Doctors at a Santa Barbara hospital said Warren, 65, a San Diego area resident for 23 years, broke her ondontoid bone that rests on top of the spine and the C2 vertical vertebrae in a crash on a downhill portion of the hilly, 34-mile bike leg. By Tuesday, doctors determined that her paralysis was permanent.
Kept alive and breathing by a ventilator, Warren communicated later that day by nodding her head and blinking her eyes that she wanted to be taken off the ventilator, said her husband, 1979 Ironman Champion Tom Warren.
“She still had the courage to communicate and (indicated that) she didn’t want to go on like that,” her twin, Angelika Drake, told the San Diego Union Tribune. “She never would have liked that. No athlete would like to have a life with only their eyes talking.”
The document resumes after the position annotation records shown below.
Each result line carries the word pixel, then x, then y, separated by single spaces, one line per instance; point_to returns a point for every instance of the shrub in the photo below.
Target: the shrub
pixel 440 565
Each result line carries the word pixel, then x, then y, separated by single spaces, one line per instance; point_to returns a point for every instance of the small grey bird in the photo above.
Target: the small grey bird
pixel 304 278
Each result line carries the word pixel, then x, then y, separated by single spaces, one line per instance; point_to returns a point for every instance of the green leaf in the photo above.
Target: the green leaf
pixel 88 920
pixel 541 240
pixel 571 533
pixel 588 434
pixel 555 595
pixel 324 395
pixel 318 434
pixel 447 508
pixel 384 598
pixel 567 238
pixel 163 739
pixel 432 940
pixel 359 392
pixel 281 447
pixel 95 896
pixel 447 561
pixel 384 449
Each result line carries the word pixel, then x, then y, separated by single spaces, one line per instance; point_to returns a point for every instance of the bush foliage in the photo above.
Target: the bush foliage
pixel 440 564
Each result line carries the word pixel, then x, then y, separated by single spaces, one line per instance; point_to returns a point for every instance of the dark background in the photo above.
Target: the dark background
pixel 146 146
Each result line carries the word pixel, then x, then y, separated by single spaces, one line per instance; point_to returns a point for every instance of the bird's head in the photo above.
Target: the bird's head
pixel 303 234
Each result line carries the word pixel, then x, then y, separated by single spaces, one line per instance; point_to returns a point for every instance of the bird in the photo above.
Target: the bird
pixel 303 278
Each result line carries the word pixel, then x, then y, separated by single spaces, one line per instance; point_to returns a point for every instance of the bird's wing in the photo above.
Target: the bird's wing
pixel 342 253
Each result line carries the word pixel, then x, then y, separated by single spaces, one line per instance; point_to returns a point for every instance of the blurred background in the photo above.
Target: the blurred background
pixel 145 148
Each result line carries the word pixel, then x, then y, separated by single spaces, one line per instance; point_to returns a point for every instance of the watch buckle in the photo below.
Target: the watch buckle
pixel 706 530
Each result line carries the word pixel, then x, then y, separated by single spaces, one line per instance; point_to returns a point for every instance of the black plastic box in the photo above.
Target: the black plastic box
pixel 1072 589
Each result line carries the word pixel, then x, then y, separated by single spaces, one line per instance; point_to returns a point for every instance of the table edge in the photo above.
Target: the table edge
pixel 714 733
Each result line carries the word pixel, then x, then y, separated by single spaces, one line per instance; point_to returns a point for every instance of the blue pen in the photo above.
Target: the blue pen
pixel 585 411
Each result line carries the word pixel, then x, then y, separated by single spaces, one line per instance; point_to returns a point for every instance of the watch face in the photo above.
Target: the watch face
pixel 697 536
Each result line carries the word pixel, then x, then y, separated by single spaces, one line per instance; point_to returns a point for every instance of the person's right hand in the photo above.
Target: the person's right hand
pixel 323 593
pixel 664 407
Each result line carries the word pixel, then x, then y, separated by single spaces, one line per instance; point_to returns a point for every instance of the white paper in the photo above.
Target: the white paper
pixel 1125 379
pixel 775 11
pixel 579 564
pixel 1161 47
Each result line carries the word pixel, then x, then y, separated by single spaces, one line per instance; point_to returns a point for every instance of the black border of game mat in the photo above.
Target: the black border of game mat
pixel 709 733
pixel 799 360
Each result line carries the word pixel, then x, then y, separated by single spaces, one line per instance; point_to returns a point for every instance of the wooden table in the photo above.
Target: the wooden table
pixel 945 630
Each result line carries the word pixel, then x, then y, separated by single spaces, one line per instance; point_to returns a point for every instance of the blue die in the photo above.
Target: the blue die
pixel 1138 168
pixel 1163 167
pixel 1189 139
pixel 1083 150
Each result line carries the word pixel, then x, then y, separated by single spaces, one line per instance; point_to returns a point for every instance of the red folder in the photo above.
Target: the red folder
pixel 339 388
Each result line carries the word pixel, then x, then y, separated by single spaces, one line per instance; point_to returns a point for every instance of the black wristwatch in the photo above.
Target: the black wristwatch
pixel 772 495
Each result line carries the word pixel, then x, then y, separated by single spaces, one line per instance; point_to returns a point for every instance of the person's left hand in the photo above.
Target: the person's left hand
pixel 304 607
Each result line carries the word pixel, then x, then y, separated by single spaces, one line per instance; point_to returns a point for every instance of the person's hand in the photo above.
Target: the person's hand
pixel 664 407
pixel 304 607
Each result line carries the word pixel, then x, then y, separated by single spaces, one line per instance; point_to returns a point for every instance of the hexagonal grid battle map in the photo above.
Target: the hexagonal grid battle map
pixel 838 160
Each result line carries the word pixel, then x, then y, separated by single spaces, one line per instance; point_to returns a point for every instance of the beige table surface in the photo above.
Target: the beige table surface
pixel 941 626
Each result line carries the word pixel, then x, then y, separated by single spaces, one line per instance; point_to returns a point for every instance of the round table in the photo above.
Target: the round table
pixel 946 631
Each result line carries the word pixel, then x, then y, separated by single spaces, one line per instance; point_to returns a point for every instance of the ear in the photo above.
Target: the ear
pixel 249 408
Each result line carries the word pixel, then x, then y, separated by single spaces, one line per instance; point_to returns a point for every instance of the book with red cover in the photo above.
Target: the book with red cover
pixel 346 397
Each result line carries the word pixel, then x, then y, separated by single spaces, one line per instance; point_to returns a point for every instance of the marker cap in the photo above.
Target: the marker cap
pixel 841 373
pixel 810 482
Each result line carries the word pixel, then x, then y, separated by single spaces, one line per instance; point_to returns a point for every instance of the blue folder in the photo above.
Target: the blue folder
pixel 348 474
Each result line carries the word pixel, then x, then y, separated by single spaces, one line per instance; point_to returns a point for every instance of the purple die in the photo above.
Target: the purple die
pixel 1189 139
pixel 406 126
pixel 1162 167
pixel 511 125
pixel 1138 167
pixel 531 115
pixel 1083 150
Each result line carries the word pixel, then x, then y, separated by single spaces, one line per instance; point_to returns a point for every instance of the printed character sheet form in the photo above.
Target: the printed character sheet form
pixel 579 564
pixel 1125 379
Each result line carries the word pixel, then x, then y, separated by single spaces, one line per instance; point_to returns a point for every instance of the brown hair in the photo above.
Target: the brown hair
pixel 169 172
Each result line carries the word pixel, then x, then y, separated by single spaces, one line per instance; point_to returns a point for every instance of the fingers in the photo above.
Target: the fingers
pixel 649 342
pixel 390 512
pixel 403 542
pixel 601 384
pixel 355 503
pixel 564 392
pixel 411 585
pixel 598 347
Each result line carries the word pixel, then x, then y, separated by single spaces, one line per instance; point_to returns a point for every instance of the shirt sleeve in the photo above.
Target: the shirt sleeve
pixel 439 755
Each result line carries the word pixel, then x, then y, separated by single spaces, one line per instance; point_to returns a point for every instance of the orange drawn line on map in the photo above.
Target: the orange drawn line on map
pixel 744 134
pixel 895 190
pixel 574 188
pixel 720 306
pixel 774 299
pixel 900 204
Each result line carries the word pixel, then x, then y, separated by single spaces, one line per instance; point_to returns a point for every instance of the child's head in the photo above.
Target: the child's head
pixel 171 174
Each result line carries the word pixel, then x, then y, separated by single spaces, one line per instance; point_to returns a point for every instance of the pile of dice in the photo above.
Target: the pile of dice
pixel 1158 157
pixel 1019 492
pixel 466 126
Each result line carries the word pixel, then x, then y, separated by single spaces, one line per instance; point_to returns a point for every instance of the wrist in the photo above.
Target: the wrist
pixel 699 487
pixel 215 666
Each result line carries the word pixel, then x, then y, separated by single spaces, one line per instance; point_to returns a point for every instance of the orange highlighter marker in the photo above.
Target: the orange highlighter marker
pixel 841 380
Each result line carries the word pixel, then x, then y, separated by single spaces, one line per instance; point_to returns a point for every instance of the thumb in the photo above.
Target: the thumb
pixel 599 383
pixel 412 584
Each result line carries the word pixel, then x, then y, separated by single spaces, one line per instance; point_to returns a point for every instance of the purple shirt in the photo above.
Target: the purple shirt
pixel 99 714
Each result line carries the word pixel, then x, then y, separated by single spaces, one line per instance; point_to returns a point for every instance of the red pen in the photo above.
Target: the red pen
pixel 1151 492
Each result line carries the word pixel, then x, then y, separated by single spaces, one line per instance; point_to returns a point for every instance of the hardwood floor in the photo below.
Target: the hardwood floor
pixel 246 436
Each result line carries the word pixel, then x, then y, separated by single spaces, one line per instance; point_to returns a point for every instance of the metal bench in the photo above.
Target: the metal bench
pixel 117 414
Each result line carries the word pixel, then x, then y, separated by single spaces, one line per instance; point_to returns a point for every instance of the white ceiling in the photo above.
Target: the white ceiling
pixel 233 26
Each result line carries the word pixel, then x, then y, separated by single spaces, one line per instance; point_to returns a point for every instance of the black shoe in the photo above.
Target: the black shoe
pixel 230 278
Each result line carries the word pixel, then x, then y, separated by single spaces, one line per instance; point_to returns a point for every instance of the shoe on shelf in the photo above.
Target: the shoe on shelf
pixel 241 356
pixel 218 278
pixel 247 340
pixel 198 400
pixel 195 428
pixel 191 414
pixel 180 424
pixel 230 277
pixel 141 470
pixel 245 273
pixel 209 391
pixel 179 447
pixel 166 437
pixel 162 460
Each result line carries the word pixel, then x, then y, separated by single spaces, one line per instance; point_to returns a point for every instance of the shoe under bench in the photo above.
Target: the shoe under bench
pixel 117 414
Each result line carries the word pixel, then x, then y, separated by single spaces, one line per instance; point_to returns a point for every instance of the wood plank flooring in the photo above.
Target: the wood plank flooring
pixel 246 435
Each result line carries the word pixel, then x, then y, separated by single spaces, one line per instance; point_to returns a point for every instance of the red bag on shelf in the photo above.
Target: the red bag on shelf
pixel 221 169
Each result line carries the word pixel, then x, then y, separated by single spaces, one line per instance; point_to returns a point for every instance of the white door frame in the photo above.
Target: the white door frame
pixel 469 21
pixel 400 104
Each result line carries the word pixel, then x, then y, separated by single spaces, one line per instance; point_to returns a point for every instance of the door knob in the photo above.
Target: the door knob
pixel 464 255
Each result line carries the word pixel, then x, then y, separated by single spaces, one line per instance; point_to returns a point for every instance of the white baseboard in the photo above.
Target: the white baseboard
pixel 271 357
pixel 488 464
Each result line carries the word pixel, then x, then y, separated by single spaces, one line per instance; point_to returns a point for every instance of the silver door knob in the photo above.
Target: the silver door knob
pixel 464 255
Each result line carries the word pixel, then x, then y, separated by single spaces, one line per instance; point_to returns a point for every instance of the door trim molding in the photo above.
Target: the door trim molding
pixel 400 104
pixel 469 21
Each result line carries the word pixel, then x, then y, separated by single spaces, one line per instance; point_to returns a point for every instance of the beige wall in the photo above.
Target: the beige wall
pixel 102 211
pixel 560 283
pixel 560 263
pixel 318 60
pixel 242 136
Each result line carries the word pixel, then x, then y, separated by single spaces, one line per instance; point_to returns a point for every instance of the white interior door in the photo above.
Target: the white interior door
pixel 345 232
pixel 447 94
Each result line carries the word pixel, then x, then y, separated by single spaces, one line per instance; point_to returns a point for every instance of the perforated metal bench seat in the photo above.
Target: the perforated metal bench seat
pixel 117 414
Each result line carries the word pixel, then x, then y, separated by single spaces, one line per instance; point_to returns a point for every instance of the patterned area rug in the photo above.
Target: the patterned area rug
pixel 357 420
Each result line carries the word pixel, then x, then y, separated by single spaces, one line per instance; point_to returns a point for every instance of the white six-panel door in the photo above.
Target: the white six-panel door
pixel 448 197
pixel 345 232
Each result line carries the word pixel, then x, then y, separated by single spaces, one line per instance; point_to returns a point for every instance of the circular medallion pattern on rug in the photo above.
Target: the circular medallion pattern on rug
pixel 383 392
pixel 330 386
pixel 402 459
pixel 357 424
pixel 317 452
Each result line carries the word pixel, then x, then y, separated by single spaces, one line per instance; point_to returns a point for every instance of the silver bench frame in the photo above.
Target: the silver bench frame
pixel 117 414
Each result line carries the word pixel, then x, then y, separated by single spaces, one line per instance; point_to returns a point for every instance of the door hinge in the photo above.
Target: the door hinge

When Warren died, she was surrounded by her two daughters Ingrid and Katrin, her husband and twin sister.
What she leaves behind is the very model of a life lived to the bursting — in several acts. A PhD in psychology, she left behind a thriving practice in psychotherapy, several motivational books and guides to training, and a generous schedule of motivational seminars and speaking engagements. In her youth, she and her twin sister Angelika studied art history in Italy, moved to Mexico and became famed models and feature film actresses, founded a fashion line and owned four chic boutiques. Not until she turned 40 did she turn to running, triathlon and various forms of adventure racing and mountain climbing.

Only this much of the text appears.